Analytical chemistry is the analysis of samples to gain an understanding of their chemical composition. The goal of many chemical analysis protocols is to analyze a given sample (e.g., a physiological sample, an environmental sample, a manufacturing sample, etc.) for a variety of different purposes, such as to identify the presence of one or more analytes of interest in the sample, to characterize the makeup of the sample, for example in quality control, etc.
Many different analytical chemistry protocols have been developed. One broad category of analytical protocols that have been developed is chromatography. Chromatography is a family of analytical chemistry techniques for the separation of mixtures. In chromatography, a sample (the analyte) in a “mobile phase”, often in a stream of solvent, is passed through a “stationary phase”, where the stationary phase is some form of material that will provide resistance between the components of the sample and the material. Usually, each component has a characteristic separation rate that can be used to identify it and thus the composition of the original mixture.
A chromatograph takes a chemical mixture carried by liquid or gas and separates it into its component parts as a result of differential distributions of the solutes as they flow around or over a stationary liquid or solid phase. Various techniques for the separation of complex mixtures rely on the differential affinities of substances for a gas or liquid mobile medium and for a stationary adsorbing medium through which they pass; such as paper, gelatin, or magnesium silicate gel.

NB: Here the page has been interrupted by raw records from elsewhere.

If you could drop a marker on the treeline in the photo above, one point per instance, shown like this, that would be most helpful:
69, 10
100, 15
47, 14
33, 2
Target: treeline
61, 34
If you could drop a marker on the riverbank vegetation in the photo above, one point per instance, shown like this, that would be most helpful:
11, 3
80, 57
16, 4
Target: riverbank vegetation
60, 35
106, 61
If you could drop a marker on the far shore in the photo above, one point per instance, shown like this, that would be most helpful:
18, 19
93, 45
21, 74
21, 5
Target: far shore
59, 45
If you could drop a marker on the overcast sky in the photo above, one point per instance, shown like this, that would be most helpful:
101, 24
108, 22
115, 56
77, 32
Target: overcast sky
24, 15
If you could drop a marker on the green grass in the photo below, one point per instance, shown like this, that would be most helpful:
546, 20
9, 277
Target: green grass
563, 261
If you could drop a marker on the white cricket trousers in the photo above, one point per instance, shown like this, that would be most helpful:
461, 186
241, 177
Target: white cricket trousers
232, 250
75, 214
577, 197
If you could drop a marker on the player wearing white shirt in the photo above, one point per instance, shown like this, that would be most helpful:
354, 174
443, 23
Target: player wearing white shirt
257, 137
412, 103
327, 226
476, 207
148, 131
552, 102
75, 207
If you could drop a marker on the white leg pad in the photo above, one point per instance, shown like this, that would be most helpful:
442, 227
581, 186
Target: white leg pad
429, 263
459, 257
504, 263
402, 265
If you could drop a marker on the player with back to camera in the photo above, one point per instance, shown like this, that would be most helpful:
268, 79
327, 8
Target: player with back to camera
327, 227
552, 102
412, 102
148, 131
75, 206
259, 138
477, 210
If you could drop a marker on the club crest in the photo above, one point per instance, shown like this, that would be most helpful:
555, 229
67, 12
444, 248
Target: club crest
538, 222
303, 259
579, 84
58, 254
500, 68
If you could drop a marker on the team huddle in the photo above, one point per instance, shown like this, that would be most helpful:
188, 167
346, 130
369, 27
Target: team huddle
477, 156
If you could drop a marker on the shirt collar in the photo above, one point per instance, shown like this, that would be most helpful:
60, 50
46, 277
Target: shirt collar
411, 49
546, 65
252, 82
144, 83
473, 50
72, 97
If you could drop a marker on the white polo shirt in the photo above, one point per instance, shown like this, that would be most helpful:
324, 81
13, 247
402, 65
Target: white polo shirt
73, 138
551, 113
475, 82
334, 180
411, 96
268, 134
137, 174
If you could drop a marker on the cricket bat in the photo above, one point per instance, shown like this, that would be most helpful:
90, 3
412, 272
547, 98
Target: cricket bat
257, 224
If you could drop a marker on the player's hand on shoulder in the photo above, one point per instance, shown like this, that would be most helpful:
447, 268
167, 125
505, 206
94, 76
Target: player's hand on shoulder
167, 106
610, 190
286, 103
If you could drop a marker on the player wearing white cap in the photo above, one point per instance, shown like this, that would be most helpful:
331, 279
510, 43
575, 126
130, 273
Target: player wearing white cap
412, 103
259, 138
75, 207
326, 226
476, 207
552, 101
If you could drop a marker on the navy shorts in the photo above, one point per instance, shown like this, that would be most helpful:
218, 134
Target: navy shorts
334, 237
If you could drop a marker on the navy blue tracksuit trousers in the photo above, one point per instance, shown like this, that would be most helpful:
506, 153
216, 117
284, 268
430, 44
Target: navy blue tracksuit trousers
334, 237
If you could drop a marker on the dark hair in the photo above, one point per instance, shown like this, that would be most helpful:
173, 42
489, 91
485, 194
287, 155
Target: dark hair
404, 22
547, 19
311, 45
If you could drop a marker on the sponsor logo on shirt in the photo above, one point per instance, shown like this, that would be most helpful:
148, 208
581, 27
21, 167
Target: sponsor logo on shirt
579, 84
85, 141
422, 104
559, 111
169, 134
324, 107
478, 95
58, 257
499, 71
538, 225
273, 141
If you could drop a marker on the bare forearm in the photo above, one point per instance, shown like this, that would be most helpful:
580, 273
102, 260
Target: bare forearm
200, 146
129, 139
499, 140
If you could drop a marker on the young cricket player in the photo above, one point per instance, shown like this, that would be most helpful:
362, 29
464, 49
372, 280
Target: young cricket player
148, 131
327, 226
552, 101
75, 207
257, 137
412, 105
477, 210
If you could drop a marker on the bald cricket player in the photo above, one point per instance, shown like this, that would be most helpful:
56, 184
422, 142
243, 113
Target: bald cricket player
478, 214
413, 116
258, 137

Many different chromatographic analytical devices have been developed in order to perform various chromatographic protocols. Examples of various chromatographic devices include, but are not limited to: gas chromatography devices, liquid chromatography devices, capillary electrophoresis devices, and supercritical fluid chromatography devices.
Chromatographic devices are typically operated according to an analytical device method, which method is used by a chromatographic device data system (e.g., such as the ChemStation system from Agilent Technologies, Palo Alto, Calif.) to provide all of the setpoints for a device to perform a given sample analysis. As such, an analytical device method generally at least includes instrument control, sample injection and data analysis setpoints. Traditionally, all of the instrument control setpoints for a given method are provided together as a package to a user, e.g., as may be provided in a plurality of selectable complete methods packaged with an analytical device, or as may be imported into the operating data system of a device as a complete method obtained from an outside source. In certain instances, it is possible to import the sample injection and/or data analysis set points as a group into a given data analysis system. In addition, certain chromatographic analytical device data systems provide for editing of one or more parameters of a pre-existing method. However, the inventors are not aware of any product that provides for the ability to selectively import instrument control information into a system that can be used by the system develop a method de novo. Prior solutions have required that the information needed to develop an analysis must be imported in the format defined for that system. For example, current versions of the Agilent ChemStation requires a pre-existing method be imported into the ChemStation methods directory.
The access to scientific information has been changed dramatically by the presence of the Internet and by advances in storage media for computers. This improved access has provided electronic access to scientific knowledge in an unprecedented fashion.
There is a need in the art to provide for the ability to capitalize on the enhanced access to scientific knowledge in the development of analytical device methods. The present invention satisfies this need.